The tech world — as well as pretty much every vehicle in existence — seems to be leaning heavily towards voice activated-devices: Siri, Amazon Echo, Facebook M, “OK Google.” It
should make sense that we would want to speak to our digital assistants. After all, that’s how we communicate with each other. So why, then, do I feel like such a dork when I say “Siri,
find me an Indian restaurant”?
I almost never use Siri as my interface to my iPhone. On the very rare occasions when I do, it’s when I’m driving — by myself, with
no one to judge me. And even then, I feel unusually self-conscious.
I don’t think I’m alone. No one I know uses Siri, except on the same occasions and in the same way I do.

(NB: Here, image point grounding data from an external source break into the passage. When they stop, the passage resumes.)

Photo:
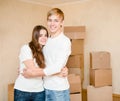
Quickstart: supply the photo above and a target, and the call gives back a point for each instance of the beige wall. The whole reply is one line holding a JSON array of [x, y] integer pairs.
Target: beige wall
[[17, 20], [101, 18]]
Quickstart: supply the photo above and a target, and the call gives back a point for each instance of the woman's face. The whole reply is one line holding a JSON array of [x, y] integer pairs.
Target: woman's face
[[43, 37]]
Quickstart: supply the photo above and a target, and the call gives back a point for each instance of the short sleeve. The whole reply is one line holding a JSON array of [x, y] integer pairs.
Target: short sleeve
[[25, 53]]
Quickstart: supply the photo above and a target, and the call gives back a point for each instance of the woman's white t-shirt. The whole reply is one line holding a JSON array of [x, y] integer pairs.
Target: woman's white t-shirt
[[28, 84]]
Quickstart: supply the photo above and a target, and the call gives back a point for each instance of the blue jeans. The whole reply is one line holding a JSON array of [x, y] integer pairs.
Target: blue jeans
[[53, 95], [28, 96]]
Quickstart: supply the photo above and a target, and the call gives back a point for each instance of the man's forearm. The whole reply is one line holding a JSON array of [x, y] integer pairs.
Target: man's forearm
[[34, 72]]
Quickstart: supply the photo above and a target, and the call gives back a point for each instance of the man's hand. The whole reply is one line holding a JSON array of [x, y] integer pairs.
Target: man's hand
[[63, 73], [32, 72], [27, 73]]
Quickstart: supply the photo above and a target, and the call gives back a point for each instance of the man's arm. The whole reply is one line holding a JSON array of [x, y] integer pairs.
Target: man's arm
[[31, 70]]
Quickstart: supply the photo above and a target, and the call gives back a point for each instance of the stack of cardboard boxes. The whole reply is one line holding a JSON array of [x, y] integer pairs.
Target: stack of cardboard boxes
[[100, 88], [76, 60]]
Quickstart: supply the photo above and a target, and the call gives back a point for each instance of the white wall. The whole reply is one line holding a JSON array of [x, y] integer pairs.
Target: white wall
[[101, 18], [17, 20]]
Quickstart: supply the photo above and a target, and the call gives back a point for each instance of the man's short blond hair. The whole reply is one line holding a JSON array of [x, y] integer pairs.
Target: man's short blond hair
[[55, 11]]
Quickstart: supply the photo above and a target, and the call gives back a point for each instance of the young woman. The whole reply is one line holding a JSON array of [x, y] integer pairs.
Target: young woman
[[56, 52], [31, 56]]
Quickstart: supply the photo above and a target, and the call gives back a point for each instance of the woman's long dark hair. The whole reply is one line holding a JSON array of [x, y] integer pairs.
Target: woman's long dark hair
[[35, 46]]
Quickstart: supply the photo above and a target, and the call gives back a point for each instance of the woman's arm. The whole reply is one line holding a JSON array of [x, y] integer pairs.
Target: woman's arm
[[37, 72]]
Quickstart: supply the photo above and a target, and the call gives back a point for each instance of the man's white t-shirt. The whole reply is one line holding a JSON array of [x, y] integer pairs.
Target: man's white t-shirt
[[56, 53], [28, 84]]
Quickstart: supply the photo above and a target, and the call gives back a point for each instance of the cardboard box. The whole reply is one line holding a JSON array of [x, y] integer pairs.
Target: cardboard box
[[100, 59], [75, 83], [75, 97], [73, 61], [11, 92], [100, 77], [76, 71], [99, 94], [75, 32], [77, 47]]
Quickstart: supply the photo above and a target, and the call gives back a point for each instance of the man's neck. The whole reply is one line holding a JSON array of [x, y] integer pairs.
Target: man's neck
[[52, 35]]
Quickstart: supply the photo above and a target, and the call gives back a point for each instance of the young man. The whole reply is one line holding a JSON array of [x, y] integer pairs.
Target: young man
[[56, 53]]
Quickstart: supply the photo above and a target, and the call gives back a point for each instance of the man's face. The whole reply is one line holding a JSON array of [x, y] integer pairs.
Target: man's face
[[54, 23]]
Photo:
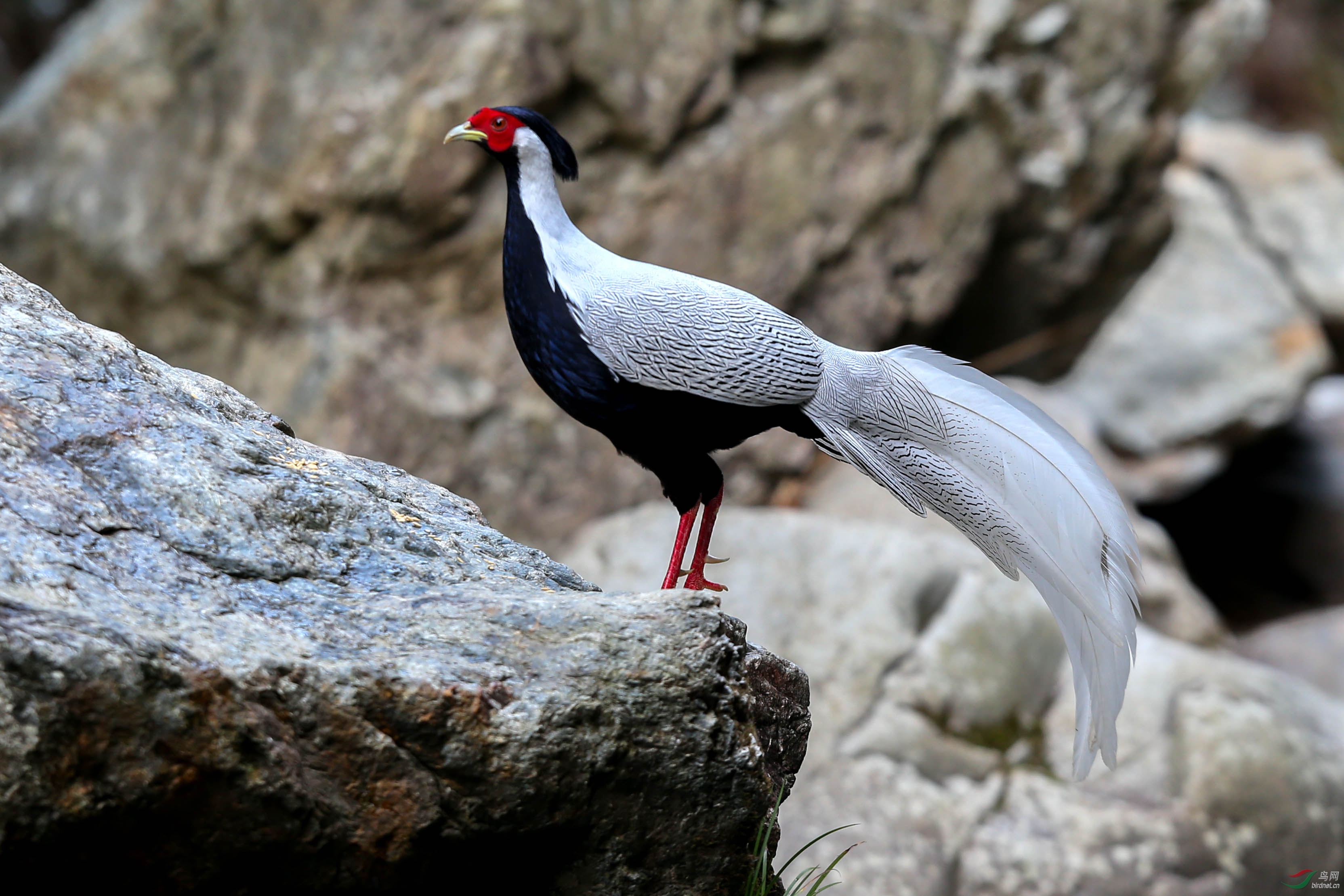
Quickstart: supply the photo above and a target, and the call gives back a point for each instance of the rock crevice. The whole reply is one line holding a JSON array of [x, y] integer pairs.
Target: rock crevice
[[230, 659]]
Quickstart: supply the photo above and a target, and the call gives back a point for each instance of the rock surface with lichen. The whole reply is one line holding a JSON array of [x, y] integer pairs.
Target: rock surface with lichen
[[232, 660], [944, 718], [257, 191]]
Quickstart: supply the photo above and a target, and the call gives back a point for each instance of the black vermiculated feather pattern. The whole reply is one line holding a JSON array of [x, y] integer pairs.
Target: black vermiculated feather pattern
[[672, 367]]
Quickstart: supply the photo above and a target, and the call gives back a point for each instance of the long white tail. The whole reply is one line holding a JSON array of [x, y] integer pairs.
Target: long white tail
[[940, 434]]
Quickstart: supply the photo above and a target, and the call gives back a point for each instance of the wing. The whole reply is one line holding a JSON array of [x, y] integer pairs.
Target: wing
[[674, 331]]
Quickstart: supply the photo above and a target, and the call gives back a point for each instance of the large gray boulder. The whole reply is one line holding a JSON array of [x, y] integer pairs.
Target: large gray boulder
[[944, 723], [229, 656], [258, 191]]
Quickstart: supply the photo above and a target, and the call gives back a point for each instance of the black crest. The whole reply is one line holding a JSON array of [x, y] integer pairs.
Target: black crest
[[562, 155]]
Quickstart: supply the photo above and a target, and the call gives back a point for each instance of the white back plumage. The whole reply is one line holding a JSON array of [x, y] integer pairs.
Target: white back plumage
[[934, 432]]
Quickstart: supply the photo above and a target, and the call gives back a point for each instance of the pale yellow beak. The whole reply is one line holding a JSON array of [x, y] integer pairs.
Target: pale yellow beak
[[464, 132]]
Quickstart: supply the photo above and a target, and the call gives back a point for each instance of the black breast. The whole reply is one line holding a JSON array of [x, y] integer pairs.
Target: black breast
[[640, 421]]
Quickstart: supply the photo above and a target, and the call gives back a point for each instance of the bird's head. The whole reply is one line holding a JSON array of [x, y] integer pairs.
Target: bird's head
[[506, 131]]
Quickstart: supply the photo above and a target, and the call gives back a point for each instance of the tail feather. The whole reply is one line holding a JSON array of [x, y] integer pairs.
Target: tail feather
[[940, 434]]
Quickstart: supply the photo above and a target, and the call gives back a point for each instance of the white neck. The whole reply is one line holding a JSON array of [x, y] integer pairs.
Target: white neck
[[541, 198]]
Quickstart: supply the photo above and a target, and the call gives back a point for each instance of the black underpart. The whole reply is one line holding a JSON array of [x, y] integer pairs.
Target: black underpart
[[666, 432]]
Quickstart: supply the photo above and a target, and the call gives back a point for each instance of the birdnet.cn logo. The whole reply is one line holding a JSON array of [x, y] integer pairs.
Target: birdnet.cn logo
[[1314, 879]]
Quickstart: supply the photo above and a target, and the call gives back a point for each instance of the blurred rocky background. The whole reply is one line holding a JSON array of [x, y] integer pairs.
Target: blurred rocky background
[[1132, 210]]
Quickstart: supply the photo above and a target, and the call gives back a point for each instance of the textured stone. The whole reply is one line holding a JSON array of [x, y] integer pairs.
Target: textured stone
[[229, 656], [944, 722], [1291, 193], [1210, 340], [258, 190]]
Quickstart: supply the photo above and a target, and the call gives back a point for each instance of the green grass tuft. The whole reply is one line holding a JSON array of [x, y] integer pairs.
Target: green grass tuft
[[764, 882]]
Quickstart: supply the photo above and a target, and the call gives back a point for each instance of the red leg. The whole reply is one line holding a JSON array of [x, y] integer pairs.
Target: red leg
[[695, 579], [683, 535]]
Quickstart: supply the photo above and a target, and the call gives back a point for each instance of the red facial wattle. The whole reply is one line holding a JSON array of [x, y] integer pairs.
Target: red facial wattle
[[498, 127]]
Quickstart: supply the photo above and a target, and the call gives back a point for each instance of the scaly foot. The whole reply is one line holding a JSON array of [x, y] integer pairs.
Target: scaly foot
[[697, 582]]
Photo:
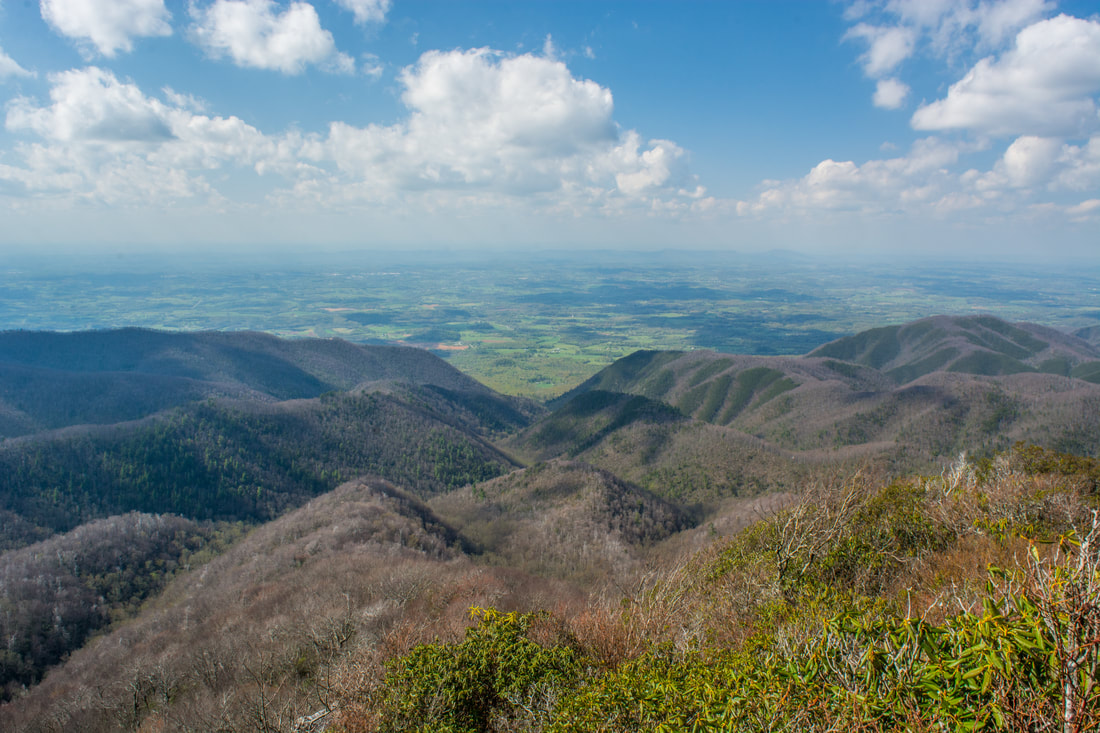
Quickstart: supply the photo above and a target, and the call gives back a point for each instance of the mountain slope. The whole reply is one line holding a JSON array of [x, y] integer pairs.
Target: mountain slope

This should be the most natural thing in the world. We’ve been talking to each other for several millennia. It’s so much more elegant than hammering away on a keyboard. But I keep
seeing the same scenario play out over and over again. We give voice navigation a try. It sometimes works. When it does, it seems very cool. We try it again. And then we don’t do it any more.
advertisement
advertisement
I base this on admittedly anecdotal evidence. I’m sure there are those who continually chat merrily away to the nearest device. But not me — and not anyone I know, either. So, given
that voice activation seems to be the way devices are going, I have to ask why we’re dragging our heels to adopt.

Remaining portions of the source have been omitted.